When you’re ready to present a case for a new program or process to your company stakeholders, and show ROI, focus on these three areas:
The payback period. This is the length of time it takes for an investment to make back the money initially budgeted for the project. Your business case should include the total investment and how it ties into your goals, with a focus on the timeline in which your team expects to see results.
Internal rate of return. This is the rate at which the net present value of all cash flows from a project or investment equals zero. This includes both positive and negative flow. You’ll want to include net gains and net losses (prospective and past) in relation to your proposed budget.
Profitability index. This is the ratio of payoff to the investment of your proposed project.

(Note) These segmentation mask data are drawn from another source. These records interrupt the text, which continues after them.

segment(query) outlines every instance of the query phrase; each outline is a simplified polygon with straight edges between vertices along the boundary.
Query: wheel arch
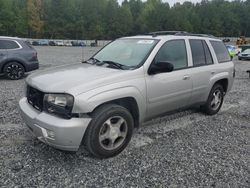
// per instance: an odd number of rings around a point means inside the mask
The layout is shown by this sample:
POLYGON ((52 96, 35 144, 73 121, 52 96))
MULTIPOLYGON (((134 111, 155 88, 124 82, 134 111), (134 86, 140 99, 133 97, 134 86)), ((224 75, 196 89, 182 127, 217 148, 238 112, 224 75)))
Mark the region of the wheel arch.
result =
POLYGON ((133 116, 134 123, 135 123, 134 124, 135 128, 139 127, 139 125, 140 125, 140 113, 139 113, 139 107, 138 107, 138 104, 137 104, 137 101, 136 101, 135 98, 133 98, 133 97, 123 97, 123 98, 118 98, 118 99, 106 101, 106 102, 96 106, 94 108, 94 110, 89 113, 89 115, 91 116, 91 114, 94 111, 96 111, 97 109, 99 109, 103 105, 107 105, 107 104, 117 104, 117 105, 120 105, 120 106, 126 108, 131 113, 131 115, 133 116))
POLYGON ((16 62, 16 63, 21 64, 21 65, 23 66, 25 72, 27 71, 26 66, 25 66, 25 63, 24 63, 22 60, 20 60, 20 59, 7 59, 7 60, 2 64, 2 66, 1 66, 1 68, 0 68, 0 70, 1 70, 2 73, 3 73, 3 69, 4 69, 5 65, 7 65, 7 64, 10 63, 10 62, 16 62))
POLYGON ((220 84, 223 87, 224 92, 225 93, 227 92, 227 90, 228 90, 228 79, 227 78, 223 78, 223 79, 220 79, 220 80, 216 81, 213 84, 213 86, 216 85, 216 84, 220 84))

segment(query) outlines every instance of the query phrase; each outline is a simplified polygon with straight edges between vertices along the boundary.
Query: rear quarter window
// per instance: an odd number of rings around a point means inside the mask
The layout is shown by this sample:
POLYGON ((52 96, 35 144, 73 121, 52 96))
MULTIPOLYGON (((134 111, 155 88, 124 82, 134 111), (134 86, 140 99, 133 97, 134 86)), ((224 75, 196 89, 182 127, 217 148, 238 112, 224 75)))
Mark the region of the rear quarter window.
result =
POLYGON ((231 61, 226 46, 221 41, 210 41, 219 63, 231 61))
POLYGON ((17 49, 20 48, 20 46, 12 40, 0 40, 1 48, 2 49, 17 49))

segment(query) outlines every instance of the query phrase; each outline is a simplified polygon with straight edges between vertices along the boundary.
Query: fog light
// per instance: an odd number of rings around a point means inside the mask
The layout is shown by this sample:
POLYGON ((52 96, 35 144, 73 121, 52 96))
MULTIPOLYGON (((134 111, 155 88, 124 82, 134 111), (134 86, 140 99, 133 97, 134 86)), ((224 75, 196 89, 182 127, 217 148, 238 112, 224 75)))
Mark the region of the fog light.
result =
POLYGON ((49 138, 55 139, 56 135, 55 132, 51 131, 51 130, 47 130, 47 136, 49 138))

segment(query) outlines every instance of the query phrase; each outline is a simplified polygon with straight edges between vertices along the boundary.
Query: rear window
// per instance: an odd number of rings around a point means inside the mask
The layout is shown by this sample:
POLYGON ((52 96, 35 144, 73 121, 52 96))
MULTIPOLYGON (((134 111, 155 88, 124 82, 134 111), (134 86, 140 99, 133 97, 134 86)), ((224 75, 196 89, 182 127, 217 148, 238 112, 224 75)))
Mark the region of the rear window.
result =
POLYGON ((210 41, 219 63, 231 61, 226 46, 221 41, 210 41))
POLYGON ((12 40, 0 40, 0 49, 17 49, 19 45, 12 40))

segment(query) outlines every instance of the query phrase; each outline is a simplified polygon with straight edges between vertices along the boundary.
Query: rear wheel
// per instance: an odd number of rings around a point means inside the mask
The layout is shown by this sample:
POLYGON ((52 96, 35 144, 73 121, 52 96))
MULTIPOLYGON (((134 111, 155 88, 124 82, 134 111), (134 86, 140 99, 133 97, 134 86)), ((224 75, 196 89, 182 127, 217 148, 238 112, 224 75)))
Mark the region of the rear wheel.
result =
POLYGON ((24 76, 24 67, 17 62, 9 62, 3 68, 4 75, 11 80, 18 80, 24 76))
POLYGON ((134 120, 130 112, 122 106, 107 104, 92 117, 84 139, 87 150, 99 158, 122 152, 133 134, 134 120))
POLYGON ((224 89, 220 84, 215 84, 210 91, 207 102, 202 106, 203 111, 208 115, 216 114, 223 103, 224 89))

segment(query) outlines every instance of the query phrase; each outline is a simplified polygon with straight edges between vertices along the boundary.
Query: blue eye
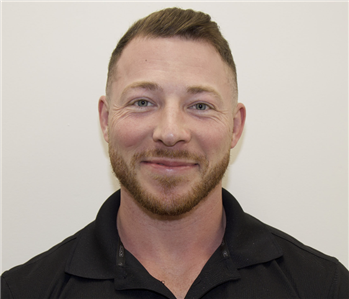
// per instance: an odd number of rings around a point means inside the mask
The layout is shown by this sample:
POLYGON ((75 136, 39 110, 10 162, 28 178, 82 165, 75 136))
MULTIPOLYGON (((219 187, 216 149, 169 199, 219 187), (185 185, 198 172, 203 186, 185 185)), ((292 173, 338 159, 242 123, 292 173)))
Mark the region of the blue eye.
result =
POLYGON ((142 99, 142 100, 136 101, 135 104, 138 107, 148 107, 148 106, 150 106, 151 103, 149 101, 147 101, 147 100, 142 99))
POLYGON ((195 104, 194 107, 197 110, 206 110, 208 108, 208 106, 206 104, 203 104, 203 103, 195 104))

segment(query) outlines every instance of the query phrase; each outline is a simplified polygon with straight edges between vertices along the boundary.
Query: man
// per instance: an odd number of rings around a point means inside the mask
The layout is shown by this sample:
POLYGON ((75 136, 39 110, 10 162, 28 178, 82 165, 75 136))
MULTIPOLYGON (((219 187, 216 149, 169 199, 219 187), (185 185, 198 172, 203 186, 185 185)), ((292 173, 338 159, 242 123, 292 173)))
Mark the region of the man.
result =
POLYGON ((246 111, 208 15, 165 9, 114 50, 100 124, 121 189, 96 221, 2 276, 3 298, 348 298, 334 258, 222 189, 246 111))

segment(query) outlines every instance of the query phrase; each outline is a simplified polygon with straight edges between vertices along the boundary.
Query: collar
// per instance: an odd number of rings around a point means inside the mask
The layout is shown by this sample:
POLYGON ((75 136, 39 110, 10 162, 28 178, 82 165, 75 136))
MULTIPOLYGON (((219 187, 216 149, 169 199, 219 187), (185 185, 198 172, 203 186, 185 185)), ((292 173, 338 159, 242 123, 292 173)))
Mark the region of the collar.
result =
MULTIPOLYGON (((225 189, 222 189, 222 198, 227 222, 225 244, 221 248, 227 251, 225 258, 231 271, 282 256, 280 246, 265 224, 244 213, 237 200, 225 189)), ((66 264, 67 273, 90 279, 125 277, 125 268, 121 271, 122 267, 117 266, 121 244, 116 227, 119 206, 120 190, 105 201, 96 220, 77 233, 66 264)), ((131 259, 137 268, 141 266, 130 253, 126 252, 125 258, 131 259)))
POLYGON ((282 256, 281 247, 264 223, 246 214, 225 189, 222 198, 227 219, 224 239, 238 269, 282 256))
POLYGON ((96 220, 76 234, 76 244, 65 268, 67 273, 91 279, 114 278, 119 243, 116 228, 119 206, 120 190, 104 202, 96 220))

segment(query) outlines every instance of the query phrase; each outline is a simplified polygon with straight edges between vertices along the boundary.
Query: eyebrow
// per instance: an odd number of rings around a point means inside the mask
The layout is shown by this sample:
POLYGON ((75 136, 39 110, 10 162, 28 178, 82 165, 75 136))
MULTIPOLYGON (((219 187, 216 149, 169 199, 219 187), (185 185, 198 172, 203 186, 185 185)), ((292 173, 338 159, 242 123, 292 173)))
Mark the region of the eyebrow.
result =
POLYGON ((134 82, 125 87, 125 89, 121 93, 121 98, 123 98, 125 94, 132 89, 146 89, 151 91, 162 90, 162 88, 154 82, 146 82, 146 81, 134 82))
MULTIPOLYGON (((125 87, 125 89, 121 93, 121 97, 124 97, 127 92, 133 89, 145 89, 150 91, 163 91, 163 89, 155 82, 148 82, 148 81, 140 81, 140 82, 134 82, 128 86, 125 87)), ((219 100, 222 100, 222 97, 220 94, 213 88, 208 86, 202 86, 202 85, 195 85, 195 86, 189 86, 187 87, 187 93, 189 94, 200 94, 200 93, 209 93, 212 94, 214 97, 216 97, 219 100)))
POLYGON ((214 97, 216 97, 217 99, 222 100, 222 97, 219 95, 219 93, 216 90, 214 90, 213 88, 208 87, 208 86, 201 86, 201 85, 190 86, 187 88, 187 93, 194 94, 194 95, 200 94, 200 93, 210 93, 214 97))

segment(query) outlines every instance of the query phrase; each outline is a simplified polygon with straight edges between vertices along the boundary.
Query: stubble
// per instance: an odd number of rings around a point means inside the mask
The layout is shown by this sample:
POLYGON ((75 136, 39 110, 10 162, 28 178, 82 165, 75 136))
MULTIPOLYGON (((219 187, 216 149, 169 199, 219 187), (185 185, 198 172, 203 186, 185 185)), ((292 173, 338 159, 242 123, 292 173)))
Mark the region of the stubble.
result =
POLYGON ((113 171, 120 184, 125 187, 131 196, 146 210, 160 216, 178 216, 189 212, 222 180, 229 165, 230 149, 216 164, 210 166, 204 156, 188 151, 154 149, 136 153, 127 165, 122 156, 109 143, 109 156, 113 171), (137 179, 136 165, 144 158, 177 158, 187 159, 199 166, 199 182, 193 183, 190 177, 154 175, 152 179, 161 187, 161 195, 154 195, 137 179), (186 194, 174 192, 180 184, 193 184, 186 194))

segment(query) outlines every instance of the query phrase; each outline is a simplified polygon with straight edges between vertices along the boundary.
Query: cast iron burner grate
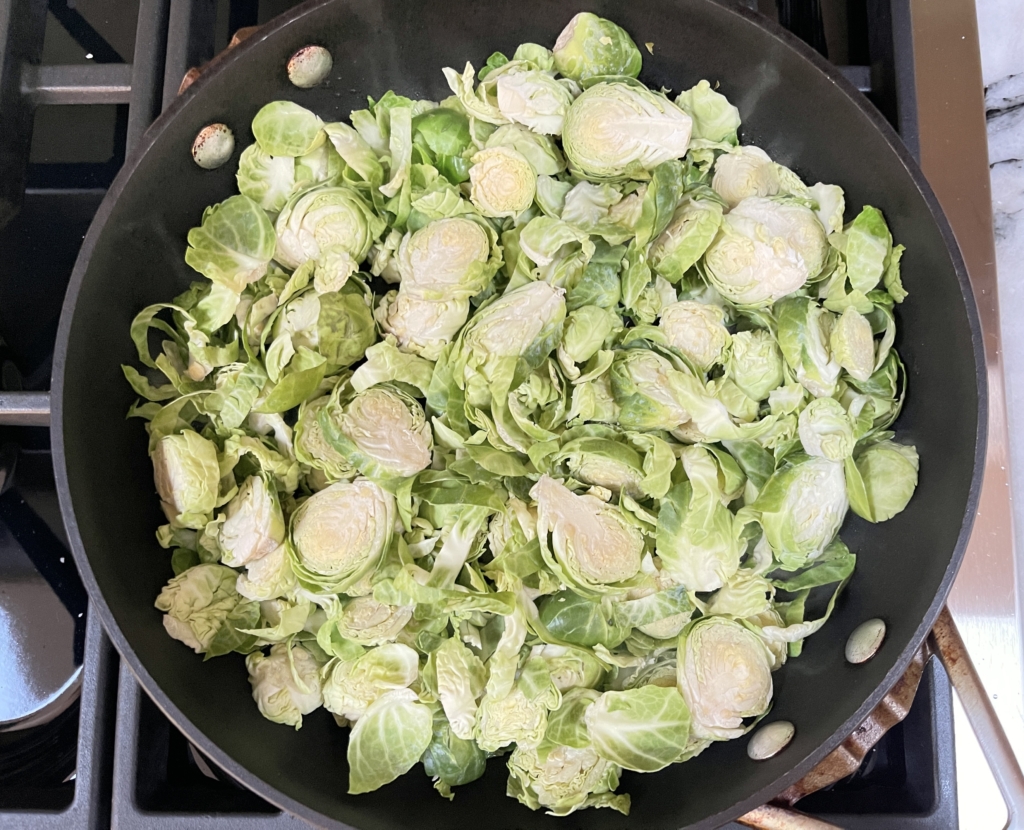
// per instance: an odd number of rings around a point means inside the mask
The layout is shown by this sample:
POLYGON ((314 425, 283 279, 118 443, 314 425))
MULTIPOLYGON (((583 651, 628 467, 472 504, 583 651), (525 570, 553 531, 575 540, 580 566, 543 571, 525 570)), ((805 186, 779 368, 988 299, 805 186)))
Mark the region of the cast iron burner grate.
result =
MULTIPOLYGON (((0 415, 4 391, 45 393, 48 387, 57 320, 78 247, 126 148, 174 99, 186 71, 224 48, 230 32, 297 4, 0 0, 0 262, 6 266, 0 273, 0 415), (77 57, 39 66, 61 43, 70 53, 77 49, 77 57), (132 63, 126 55, 134 56, 132 63), (23 63, 32 68, 23 72, 23 63), (93 146, 86 152, 69 145, 90 135, 88 129, 61 128, 64 121, 50 117, 56 107, 64 107, 68 117, 98 113, 83 122, 93 125, 93 146)), ((771 0, 746 4, 775 13, 771 0)), ((843 66, 848 78, 917 151, 909 0, 778 0, 778 15, 819 51, 849 64, 843 66), (840 42, 826 37, 837 31, 837 15, 843 23, 838 31, 845 32, 840 42)), ((0 446, 34 462, 22 465, 21 478, 16 473, 7 482, 2 498, 17 498, 19 486, 38 485, 31 470, 45 464, 49 452, 41 426, 48 422, 45 394, 39 400, 38 408, 21 413, 20 422, 40 426, 0 426, 0 446)), ((4 422, 12 421, 0 418, 4 422)), ((61 544, 66 543, 61 539, 47 552, 34 553, 58 559, 65 554, 60 564, 66 567, 42 564, 53 571, 47 577, 51 584, 64 586, 70 611, 77 609, 73 566, 61 544)), ((0 560, 13 551, 5 545, 19 542, 0 532, 0 560)), ((0 592, 9 587, 0 585, 0 592)), ((308 826, 233 783, 191 747, 127 668, 118 667, 99 622, 76 620, 84 662, 80 700, 43 726, 0 733, 0 830, 308 826)), ((949 830, 958 826, 953 759, 949 680, 932 660, 906 720, 868 753, 857 772, 805 798, 799 809, 849 830, 949 830)))

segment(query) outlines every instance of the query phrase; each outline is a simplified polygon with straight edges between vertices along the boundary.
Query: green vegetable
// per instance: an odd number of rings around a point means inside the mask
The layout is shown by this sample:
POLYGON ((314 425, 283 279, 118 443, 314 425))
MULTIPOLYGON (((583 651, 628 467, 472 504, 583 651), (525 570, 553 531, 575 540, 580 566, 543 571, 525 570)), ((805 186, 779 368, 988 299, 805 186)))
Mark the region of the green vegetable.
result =
POLYGON ((500 754, 530 809, 628 813, 623 770, 765 716, 848 509, 913 496, 881 211, 641 68, 584 12, 444 100, 269 102, 202 278, 132 321, 164 626, 350 728, 352 794, 500 754))

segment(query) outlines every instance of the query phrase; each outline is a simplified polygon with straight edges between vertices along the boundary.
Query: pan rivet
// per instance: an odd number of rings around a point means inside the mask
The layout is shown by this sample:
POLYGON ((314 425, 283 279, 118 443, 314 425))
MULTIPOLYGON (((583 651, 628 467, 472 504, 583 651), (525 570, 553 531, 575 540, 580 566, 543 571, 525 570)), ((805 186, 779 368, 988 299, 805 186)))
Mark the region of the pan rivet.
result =
POLYGON ((846 641, 846 659, 850 663, 866 663, 878 653, 885 640, 885 622, 878 618, 858 625, 846 641))
POLYGON ((747 755, 754 761, 766 761, 789 746, 796 727, 788 720, 777 720, 758 729, 747 744, 747 755))
POLYGON ((288 59, 288 80, 299 89, 309 89, 324 80, 334 61, 323 46, 303 46, 288 59))
POLYGON ((235 136, 226 124, 208 124, 192 142, 192 158, 204 170, 220 167, 234 151, 235 136))

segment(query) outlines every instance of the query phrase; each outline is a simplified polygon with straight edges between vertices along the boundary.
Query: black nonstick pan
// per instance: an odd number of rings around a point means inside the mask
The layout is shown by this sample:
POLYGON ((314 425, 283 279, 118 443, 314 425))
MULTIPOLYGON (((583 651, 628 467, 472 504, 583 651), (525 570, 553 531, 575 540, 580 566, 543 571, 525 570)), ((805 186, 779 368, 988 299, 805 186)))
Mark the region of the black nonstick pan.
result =
POLYGON ((183 253, 206 205, 234 188, 237 155, 252 141, 253 115, 289 98, 325 120, 347 118, 367 94, 388 89, 438 100, 441 67, 480 65, 523 41, 551 44, 583 8, 555 0, 316 0, 262 28, 204 73, 152 126, 111 187, 82 245, 58 335, 53 441, 68 536, 91 597, 115 645, 146 692, 217 764, 274 804, 322 825, 385 828, 711 828, 768 801, 800 778, 860 723, 900 677, 943 607, 960 563, 980 490, 986 401, 977 313, 952 233, 920 170, 881 116, 834 68, 755 15, 712 0, 595 0, 637 43, 653 43, 641 75, 649 86, 685 89, 706 78, 739 107, 742 141, 763 147, 805 181, 835 182, 848 216, 879 207, 906 245, 896 346, 908 373, 901 440, 921 456, 921 481, 892 521, 847 519, 843 539, 857 572, 829 623, 803 655, 775 675, 772 717, 796 737, 776 757, 751 761, 745 741, 713 746, 653 775, 627 773, 629 818, 610 810, 555 819, 505 797, 506 770, 454 802, 410 774, 382 790, 346 794, 348 732, 319 711, 301 731, 265 720, 238 655, 202 664, 167 636, 153 600, 170 576, 154 540, 162 517, 146 436, 125 420, 133 394, 120 365, 133 359, 128 331, 144 306, 166 300, 197 275, 183 253), (327 82, 288 80, 299 48, 334 57, 327 82), (190 148, 220 122, 235 156, 200 169, 190 148), (877 656, 851 665, 849 634, 881 617, 877 656))

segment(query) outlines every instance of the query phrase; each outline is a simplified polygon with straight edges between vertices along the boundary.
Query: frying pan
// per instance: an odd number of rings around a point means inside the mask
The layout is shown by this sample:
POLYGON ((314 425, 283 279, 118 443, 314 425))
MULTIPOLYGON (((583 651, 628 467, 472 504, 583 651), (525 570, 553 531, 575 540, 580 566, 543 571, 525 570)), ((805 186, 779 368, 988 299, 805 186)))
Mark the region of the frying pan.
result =
POLYGON ((183 290, 196 274, 185 236, 206 205, 230 195, 238 152, 266 102, 289 98, 340 120, 387 89, 438 100, 441 67, 479 65, 523 41, 551 44, 579 9, 556 0, 314 0, 233 50, 152 126, 110 188, 82 245, 64 305, 53 374, 53 441, 68 536, 114 644, 157 705, 217 764, 269 801, 318 824, 391 828, 711 828, 769 800, 844 737, 900 677, 942 609, 963 556, 980 490, 986 423, 977 312, 952 233, 900 140, 879 114, 816 54, 751 13, 712 0, 595 0, 644 54, 649 86, 720 84, 739 107, 744 143, 763 147, 805 181, 835 182, 848 215, 881 208, 906 245, 896 346, 909 393, 900 439, 921 456, 908 508, 882 525, 852 516, 843 539, 857 572, 829 623, 803 655, 775 674, 772 719, 796 725, 782 753, 748 759, 745 741, 719 743, 695 761, 653 775, 627 773, 624 818, 610 810, 568 819, 534 813, 505 797, 506 771, 492 760, 483 779, 439 798, 414 771, 369 795, 348 796, 347 730, 321 710, 299 732, 265 720, 250 696, 242 658, 207 664, 161 625, 153 600, 171 575, 153 538, 162 521, 146 436, 124 413, 133 395, 119 366, 144 306, 183 290), (309 44, 327 47, 327 82, 292 86, 286 63, 309 44), (213 122, 235 133, 235 155, 213 171, 190 156, 213 122), (858 624, 881 617, 888 635, 875 658, 843 657, 858 624))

Slightly different from your expected length of return, this should define expected success metrics and how a specific investment can improve areas that directly impact cash flow, such as reducing time-to-hire, improving lost productivity per open requisition, or reducing unemployment claims drawdowns.
Some examples of what you could outline in order to measure the potential of a program’s effectiveness:
- Increased revenue attributed to new hires.
- Decreased time to hire.
- Increased quality of hire (performance of new hires vs. current employees).
- Increased productivity
- Decreased employee turnover
New rules, new roles for HRBP’s
With the growing responsibility of human resources and a shift away from HR as an administrative function, we’ve seen the role of the chief human resources officer (CHRO) evolve to become a CEO’s most trusted advisor. The new CHRO is one hundred percent HRBP.
While the CHRO tends to focus on culture, civility and employee well-being, there is a significant emphasis placed on this role as HRBP and member of the executive leadership team. According to a report from the Harvard Business Review, senior executives want a CHRO who is a strategic business partner and an HR organization that anticipates the talent attributes required for a high-performance culture that achieves business strategy and growth objectives.
According to the HBR survey, senior executives understand the importance of the tools HR needs in order to sustain its strategic efforts. A majority of respondents recognize the importance of a new breed of information technologies to support strategic HR. The role of the CHRO focuses on using technology for strategic initiatives and data analysis for big picture planning, as well as choosing technology for the company that improves productivity and accommodates all employees. Tying the adoption of technology to the company’s business objectives also gives a CHRO the opportunity to have buy-in from executive leadership across all departments.